You can learn more about Tim and his books at his website: www.blindoggbooks.com.

Author Jordan Elizabeth Hollack

Jordan Elizabeth is a New York small press author of Young Adult fiction. (See my reviews of Jordan’s books: Escape From Witchwood Hollow, Cogling, Victorian, The Goat Children, Path to Old Talbot, Kistishi Island, Treasure Darkly, Wicked Treasure, Runners & Riders)

One of her secrets for juggling her writing career and family is to set aside one hour a night just for writing. If she’s fortunate enough to set aside two hours, she uses the second hour for marketing. When asked: “What is one thing readers would never guess about you?” She replied: “I am terrified of costumed characters.  Think head-to-toe Mickey Mouse.  If I see one, I freak out.” 

I have reviewed Jordan’s work, both novels and short fiction since 2016, and I had the pleasure of interviewing her for both my 2016 Publishing series and for my 2017 Book Marketing series, and we started off the new year with another interview to talk about her latest book, Secrets of Bennett Hall. In fact, when asked to relate about the most fun interview she’d ever done, she replied, “Anything by you.  You always ask unusual questions that really get me thinking.” So thank you for that, Jordan. It pleases me to no end to have you join our “Ask the Authors” panel.

You can learn more about Jordan and her books at JordanElizabethBooks.com.

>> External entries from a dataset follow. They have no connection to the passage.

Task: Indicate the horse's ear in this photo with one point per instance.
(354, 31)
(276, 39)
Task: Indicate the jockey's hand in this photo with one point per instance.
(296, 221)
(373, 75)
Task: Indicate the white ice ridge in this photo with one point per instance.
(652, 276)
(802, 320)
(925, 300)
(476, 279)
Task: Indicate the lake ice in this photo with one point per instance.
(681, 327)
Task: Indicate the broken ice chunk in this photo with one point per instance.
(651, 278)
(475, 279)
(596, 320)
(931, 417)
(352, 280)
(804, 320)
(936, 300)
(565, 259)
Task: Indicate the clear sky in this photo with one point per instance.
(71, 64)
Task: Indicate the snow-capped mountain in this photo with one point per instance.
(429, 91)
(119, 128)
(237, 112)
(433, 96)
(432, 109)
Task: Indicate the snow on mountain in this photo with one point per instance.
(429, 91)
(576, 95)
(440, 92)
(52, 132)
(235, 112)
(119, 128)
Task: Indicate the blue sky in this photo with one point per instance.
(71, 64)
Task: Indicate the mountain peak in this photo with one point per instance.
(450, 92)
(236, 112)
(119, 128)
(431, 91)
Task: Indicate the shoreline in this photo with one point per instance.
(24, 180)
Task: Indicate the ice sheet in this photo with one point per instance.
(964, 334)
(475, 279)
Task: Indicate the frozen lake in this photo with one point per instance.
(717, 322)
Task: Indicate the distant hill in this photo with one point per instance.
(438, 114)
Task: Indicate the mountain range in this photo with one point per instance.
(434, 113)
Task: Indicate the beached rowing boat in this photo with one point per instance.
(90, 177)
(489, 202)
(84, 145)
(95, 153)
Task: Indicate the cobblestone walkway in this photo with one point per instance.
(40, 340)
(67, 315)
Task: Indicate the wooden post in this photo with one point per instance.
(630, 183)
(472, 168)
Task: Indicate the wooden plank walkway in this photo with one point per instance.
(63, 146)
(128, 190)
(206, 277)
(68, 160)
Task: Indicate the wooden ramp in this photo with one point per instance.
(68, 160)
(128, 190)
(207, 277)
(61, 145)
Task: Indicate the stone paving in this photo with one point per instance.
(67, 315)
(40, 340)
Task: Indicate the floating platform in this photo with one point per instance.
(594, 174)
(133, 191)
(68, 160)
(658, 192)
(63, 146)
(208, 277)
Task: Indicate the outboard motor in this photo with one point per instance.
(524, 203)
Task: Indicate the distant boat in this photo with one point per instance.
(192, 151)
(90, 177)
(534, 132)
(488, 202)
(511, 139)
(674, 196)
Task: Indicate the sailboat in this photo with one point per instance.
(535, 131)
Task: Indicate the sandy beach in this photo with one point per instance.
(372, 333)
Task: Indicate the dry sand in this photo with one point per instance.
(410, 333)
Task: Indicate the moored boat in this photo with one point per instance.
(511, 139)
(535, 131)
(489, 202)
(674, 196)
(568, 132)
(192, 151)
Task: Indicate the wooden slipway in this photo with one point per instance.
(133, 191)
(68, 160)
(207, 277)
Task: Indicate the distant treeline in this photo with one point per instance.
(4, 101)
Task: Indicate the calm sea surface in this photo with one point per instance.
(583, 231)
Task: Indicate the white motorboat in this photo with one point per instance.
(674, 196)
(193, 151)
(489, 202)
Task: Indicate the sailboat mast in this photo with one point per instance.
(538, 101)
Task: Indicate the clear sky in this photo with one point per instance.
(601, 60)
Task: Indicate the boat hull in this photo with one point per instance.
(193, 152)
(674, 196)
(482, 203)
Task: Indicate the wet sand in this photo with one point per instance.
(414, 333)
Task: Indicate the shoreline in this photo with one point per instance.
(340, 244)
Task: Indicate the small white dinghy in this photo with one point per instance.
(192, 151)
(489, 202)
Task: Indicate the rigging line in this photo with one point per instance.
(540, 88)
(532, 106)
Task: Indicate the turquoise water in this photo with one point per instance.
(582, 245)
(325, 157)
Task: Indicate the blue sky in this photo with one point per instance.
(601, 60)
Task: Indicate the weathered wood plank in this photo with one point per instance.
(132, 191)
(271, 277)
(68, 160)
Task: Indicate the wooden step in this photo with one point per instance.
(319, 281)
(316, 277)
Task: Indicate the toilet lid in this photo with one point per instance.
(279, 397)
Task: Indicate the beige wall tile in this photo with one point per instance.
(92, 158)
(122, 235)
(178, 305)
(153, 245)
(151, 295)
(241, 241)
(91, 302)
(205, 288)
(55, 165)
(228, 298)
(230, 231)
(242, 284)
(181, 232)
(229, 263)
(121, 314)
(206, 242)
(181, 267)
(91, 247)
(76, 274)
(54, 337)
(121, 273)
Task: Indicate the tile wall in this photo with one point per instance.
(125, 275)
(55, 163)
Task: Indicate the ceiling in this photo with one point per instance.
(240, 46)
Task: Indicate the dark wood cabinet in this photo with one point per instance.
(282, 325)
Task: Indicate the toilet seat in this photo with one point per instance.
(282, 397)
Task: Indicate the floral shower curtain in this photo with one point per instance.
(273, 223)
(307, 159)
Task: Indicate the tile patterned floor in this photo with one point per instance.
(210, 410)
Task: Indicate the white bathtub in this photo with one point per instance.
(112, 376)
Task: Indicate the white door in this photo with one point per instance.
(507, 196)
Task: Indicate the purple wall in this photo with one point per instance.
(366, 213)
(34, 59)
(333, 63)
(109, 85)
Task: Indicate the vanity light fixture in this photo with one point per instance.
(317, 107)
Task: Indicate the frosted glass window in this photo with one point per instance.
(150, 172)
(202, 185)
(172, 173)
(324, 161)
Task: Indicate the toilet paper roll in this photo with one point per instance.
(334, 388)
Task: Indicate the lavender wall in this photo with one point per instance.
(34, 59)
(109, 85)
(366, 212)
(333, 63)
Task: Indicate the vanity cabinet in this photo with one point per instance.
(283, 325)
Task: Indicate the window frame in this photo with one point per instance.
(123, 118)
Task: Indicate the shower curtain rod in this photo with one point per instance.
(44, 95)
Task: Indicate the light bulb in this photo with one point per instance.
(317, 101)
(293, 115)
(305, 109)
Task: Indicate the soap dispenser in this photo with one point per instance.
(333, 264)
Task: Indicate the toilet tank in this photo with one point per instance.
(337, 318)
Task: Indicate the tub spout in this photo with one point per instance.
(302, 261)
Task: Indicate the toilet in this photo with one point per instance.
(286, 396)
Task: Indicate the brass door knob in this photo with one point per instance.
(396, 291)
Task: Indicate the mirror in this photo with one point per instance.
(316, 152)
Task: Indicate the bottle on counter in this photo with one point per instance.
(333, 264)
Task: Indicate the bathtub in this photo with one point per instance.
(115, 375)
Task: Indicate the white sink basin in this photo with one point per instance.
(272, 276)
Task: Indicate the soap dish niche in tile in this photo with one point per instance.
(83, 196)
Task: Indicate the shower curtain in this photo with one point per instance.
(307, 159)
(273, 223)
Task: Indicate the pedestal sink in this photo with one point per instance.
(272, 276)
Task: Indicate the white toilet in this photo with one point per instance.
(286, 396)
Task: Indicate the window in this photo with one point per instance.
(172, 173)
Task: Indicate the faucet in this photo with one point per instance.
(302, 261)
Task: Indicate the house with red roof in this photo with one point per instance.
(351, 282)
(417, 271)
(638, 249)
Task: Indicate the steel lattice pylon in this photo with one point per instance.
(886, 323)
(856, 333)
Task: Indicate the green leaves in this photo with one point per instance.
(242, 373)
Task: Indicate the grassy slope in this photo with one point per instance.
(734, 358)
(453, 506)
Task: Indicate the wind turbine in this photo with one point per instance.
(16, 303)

Margareth StewartMargareth Stewart is the pen name for Mônica Mastrantonio, debut author of Open/ Pierre’s Journey After War published by web-e-books.com. She has also compiled and published three international Anthologies featuring global authors: Whitmanthology, Womenthology, The Pain that Unites us All.

She holds a PhD in Social Psychology, and she has been teaching and tutoring students over 22 years. This zen-mother of 3, loves life and her tattoos. She spends her time between Sao Paolo, Miami and writing residencies.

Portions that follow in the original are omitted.